Senior Occupational Therapist Elisa Arumugam spent a fruitful Saturday morning educating residents about fall prevention at a wellness carnival. 


​As an occupational therapist working within the hospital’s acute setting, I seldom get to see clients outside of the wards, or in the community. So when I learnt that VWO Montfort Care was going to organise a wellness carnival in Telok Blangah, I rallied the department. We would kill two birds with one stone – give back to the community, and bond with each other. 

That was how we found ourselves in Telok Blangah Crescent on a Saturday morning in October, promoting healthy ageing among residents. 

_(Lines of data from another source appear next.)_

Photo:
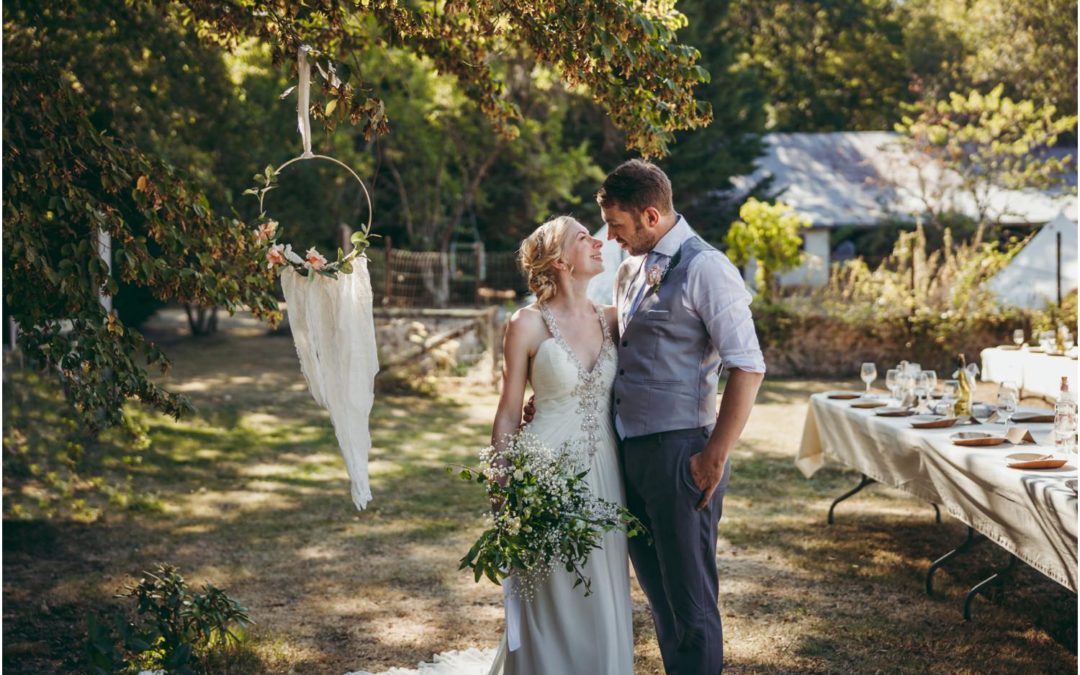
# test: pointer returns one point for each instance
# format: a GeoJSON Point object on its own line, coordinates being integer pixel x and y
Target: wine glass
{"type": "Point", "coordinates": [949, 390]}
{"type": "Point", "coordinates": [921, 389]}
{"type": "Point", "coordinates": [1008, 399]}
{"type": "Point", "coordinates": [868, 374]}
{"type": "Point", "coordinates": [931, 380]}
{"type": "Point", "coordinates": [892, 381]}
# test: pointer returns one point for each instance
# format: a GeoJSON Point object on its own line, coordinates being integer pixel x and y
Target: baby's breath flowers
{"type": "Point", "coordinates": [544, 514]}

​​Everywhere I looked, the carnival was buzzing with energy. There were different booths supported by fellow occupational therapists, pharmacy students, medical social workers and other volunteers. My department took care of the booths on health screening, fall risk screening, and fall prevention education. ​

It was fun to work with one another outside of the hospital environment. Some of my colleagues had enough acting chops to attract residents having their breakfast at the nearby hawker centre. I was very impressed! 

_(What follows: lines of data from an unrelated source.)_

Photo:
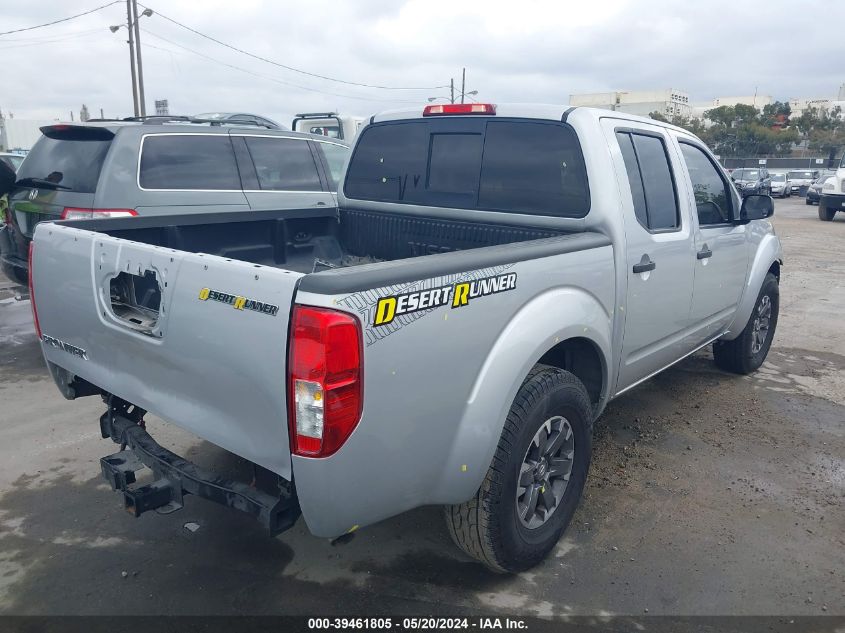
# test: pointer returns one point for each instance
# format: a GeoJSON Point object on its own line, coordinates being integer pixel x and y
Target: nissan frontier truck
{"type": "Point", "coordinates": [492, 276]}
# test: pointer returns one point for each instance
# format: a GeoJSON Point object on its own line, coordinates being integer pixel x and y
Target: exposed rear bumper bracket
{"type": "Point", "coordinates": [176, 477]}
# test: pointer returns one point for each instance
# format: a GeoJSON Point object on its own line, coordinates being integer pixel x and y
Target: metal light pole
{"type": "Point", "coordinates": [135, 16]}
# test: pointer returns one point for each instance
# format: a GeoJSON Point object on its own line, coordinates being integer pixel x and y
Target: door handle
{"type": "Point", "coordinates": [645, 265]}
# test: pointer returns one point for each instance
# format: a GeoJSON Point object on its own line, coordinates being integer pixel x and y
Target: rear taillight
{"type": "Point", "coordinates": [460, 108]}
{"type": "Point", "coordinates": [32, 292]}
{"type": "Point", "coordinates": [325, 391]}
{"type": "Point", "coordinates": [73, 213]}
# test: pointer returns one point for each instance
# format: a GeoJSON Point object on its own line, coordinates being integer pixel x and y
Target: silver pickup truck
{"type": "Point", "coordinates": [491, 278]}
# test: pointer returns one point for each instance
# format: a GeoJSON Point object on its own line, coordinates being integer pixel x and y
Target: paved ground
{"type": "Point", "coordinates": [710, 494]}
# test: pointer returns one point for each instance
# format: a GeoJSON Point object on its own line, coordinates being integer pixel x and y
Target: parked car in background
{"type": "Point", "coordinates": [119, 168]}
{"type": "Point", "coordinates": [12, 160]}
{"type": "Point", "coordinates": [815, 190]}
{"type": "Point", "coordinates": [522, 266]}
{"type": "Point", "coordinates": [781, 186]}
{"type": "Point", "coordinates": [833, 194]}
{"type": "Point", "coordinates": [801, 179]}
{"type": "Point", "coordinates": [240, 118]}
{"type": "Point", "coordinates": [752, 181]}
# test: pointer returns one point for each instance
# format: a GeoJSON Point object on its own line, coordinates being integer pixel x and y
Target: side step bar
{"type": "Point", "coordinates": [176, 477]}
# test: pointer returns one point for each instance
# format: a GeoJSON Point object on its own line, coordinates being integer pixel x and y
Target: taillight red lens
{"type": "Point", "coordinates": [459, 108]}
{"type": "Point", "coordinates": [325, 388]}
{"type": "Point", "coordinates": [74, 213]}
{"type": "Point", "coordinates": [32, 292]}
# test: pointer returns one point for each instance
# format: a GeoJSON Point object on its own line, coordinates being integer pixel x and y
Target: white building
{"type": "Point", "coordinates": [758, 101]}
{"type": "Point", "coordinates": [798, 105]}
{"type": "Point", "coordinates": [669, 103]}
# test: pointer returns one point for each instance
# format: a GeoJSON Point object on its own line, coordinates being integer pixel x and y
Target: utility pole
{"type": "Point", "coordinates": [141, 101]}
{"type": "Point", "coordinates": [131, 43]}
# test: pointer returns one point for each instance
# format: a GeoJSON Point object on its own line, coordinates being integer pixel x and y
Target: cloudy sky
{"type": "Point", "coordinates": [527, 50]}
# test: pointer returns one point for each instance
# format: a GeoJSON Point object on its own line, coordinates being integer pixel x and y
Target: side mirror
{"type": "Point", "coordinates": [756, 207]}
{"type": "Point", "coordinates": [7, 178]}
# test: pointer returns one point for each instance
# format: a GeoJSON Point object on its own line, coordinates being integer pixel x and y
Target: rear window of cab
{"type": "Point", "coordinates": [512, 166]}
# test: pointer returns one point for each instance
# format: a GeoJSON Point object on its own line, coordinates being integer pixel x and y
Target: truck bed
{"type": "Point", "coordinates": [308, 241]}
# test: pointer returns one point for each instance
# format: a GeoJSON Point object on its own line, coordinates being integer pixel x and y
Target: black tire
{"type": "Point", "coordinates": [487, 527]}
{"type": "Point", "coordinates": [739, 356]}
{"type": "Point", "coordinates": [825, 214]}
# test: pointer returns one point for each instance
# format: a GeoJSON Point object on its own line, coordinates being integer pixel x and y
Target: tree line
{"type": "Point", "coordinates": [743, 130]}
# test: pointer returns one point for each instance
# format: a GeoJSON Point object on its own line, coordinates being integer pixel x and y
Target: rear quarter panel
{"type": "Point", "coordinates": [438, 384]}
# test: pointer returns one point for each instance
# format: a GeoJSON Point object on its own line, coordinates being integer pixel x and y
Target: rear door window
{"type": "Point", "coordinates": [283, 164]}
{"type": "Point", "coordinates": [71, 164]}
{"type": "Point", "coordinates": [188, 162]}
{"type": "Point", "coordinates": [512, 166]}
{"type": "Point", "coordinates": [712, 194]}
{"type": "Point", "coordinates": [534, 168]}
{"type": "Point", "coordinates": [335, 156]}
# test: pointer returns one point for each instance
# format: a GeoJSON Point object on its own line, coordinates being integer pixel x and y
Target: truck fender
{"type": "Point", "coordinates": [768, 252]}
{"type": "Point", "coordinates": [548, 319]}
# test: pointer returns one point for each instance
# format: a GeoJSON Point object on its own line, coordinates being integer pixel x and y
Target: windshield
{"type": "Point", "coordinates": [800, 175]}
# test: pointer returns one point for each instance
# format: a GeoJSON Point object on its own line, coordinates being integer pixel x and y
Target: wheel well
{"type": "Point", "coordinates": [582, 358]}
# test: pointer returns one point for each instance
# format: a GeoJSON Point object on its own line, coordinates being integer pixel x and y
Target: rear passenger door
{"type": "Point", "coordinates": [659, 258]}
{"type": "Point", "coordinates": [280, 172]}
{"type": "Point", "coordinates": [721, 247]}
{"type": "Point", "coordinates": [181, 173]}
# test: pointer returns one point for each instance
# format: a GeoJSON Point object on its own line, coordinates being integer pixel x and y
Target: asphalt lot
{"type": "Point", "coordinates": [709, 494]}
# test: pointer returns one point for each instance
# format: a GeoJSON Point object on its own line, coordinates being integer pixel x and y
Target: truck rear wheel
{"type": "Point", "coordinates": [536, 478]}
{"type": "Point", "coordinates": [747, 351]}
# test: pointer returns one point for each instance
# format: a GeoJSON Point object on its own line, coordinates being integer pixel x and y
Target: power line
{"type": "Point", "coordinates": [259, 75]}
{"type": "Point", "coordinates": [73, 17]}
{"type": "Point", "coordinates": [280, 65]}
{"type": "Point", "coordinates": [51, 40]}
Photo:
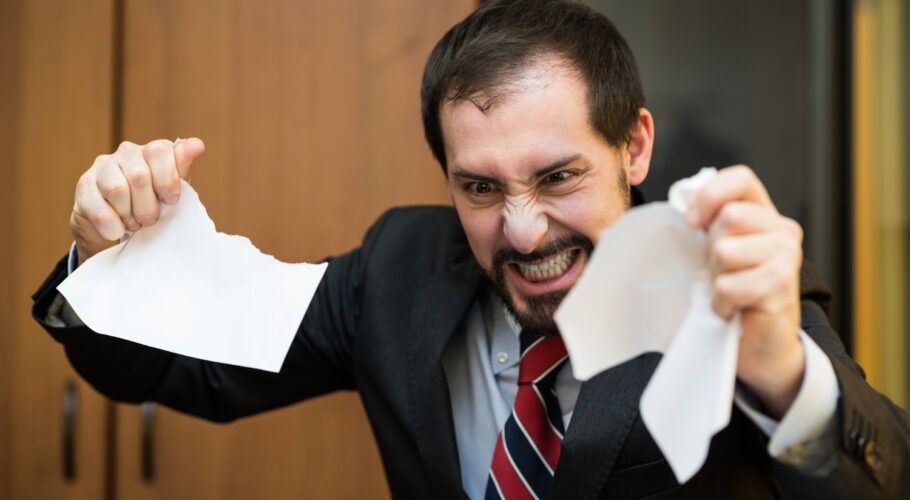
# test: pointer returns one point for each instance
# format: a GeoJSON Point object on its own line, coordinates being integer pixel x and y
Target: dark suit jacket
{"type": "Point", "coordinates": [379, 323]}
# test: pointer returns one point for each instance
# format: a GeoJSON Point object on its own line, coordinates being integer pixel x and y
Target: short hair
{"type": "Point", "coordinates": [502, 38]}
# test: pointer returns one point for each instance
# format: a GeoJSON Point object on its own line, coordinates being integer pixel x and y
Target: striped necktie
{"type": "Point", "coordinates": [528, 445]}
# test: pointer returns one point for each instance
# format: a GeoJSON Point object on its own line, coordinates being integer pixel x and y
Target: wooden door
{"type": "Point", "coordinates": [310, 114]}
{"type": "Point", "coordinates": [55, 116]}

Talented OTs put up a skit to educate the elders on falls.

I took up position at the fall prevention ​e​ducation booth. My job was to talk to residents who were identified as having a “high risk of falling” at the screening booth. 

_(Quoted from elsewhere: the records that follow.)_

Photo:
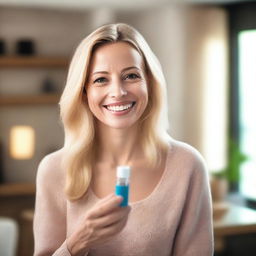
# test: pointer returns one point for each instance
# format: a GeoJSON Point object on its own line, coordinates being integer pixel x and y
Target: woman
{"type": "Point", "coordinates": [114, 113]}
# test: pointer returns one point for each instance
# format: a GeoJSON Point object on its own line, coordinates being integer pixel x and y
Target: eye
{"type": "Point", "coordinates": [131, 76]}
{"type": "Point", "coordinates": [100, 80]}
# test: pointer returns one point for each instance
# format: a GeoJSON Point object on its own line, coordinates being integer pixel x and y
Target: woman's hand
{"type": "Point", "coordinates": [99, 225]}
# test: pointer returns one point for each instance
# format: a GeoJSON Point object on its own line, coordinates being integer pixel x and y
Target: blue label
{"type": "Point", "coordinates": [124, 192]}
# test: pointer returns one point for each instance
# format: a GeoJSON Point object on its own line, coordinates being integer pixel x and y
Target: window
{"type": "Point", "coordinates": [247, 110]}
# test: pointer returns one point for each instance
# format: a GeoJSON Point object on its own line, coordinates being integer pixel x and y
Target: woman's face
{"type": "Point", "coordinates": [117, 91]}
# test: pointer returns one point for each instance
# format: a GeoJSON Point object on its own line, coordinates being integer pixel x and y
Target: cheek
{"type": "Point", "coordinates": [93, 98]}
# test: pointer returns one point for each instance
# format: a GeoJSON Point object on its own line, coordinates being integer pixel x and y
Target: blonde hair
{"type": "Point", "coordinates": [78, 121]}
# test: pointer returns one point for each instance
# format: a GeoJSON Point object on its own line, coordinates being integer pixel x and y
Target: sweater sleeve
{"type": "Point", "coordinates": [194, 236]}
{"type": "Point", "coordinates": [50, 211]}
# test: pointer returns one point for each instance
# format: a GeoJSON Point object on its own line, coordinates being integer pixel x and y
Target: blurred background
{"type": "Point", "coordinates": [208, 54]}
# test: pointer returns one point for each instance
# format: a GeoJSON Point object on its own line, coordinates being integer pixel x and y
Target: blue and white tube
{"type": "Point", "coordinates": [122, 183]}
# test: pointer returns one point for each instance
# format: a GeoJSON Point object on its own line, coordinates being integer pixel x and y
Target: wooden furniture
{"type": "Point", "coordinates": [31, 62]}
{"type": "Point", "coordinates": [15, 199]}
{"type": "Point", "coordinates": [236, 220]}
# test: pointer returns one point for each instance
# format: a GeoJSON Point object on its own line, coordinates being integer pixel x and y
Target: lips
{"type": "Point", "coordinates": [120, 106]}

My first “customer” was an elderly gentleman who was on his way to breakfast when he was ushered to our booth. The team who screened him picked up that he was not steady when walking and his vision was poor. My partner and I asked about his daily routine and if he had fallen before. We taught him simple exercises, and shared with him easy home modifications and changes to his routine he can consider to make going out of the house safer.


Elisa (right) demonstrate to an elderly couple simple (but impactful) exercises to do at home.

His wife was also identified as having a ‘high risk of falling’. She told us she was hard of hearing, so he was her hearing aid, while she was his walking stick. I was really touched to see their support for each other. We did some simple exercises together, and wished them the best as they went on to have their breakfast. 

Another elderly lady came to the booth, and after asking her about her routine, we realised all she wanted to know was the number to call if she fell. We wrote down 995, she thanked us and left.

Although I only had a short time to talk to each resident who came to my booth, they were all a source of many wonderful memories and valuable lessons. 

To be able to share with others about the work we do, help others with the skills and training that we have had and do our little part in making the community a better place for all to live in – that, to me, is what celebrating a professional day should be all about.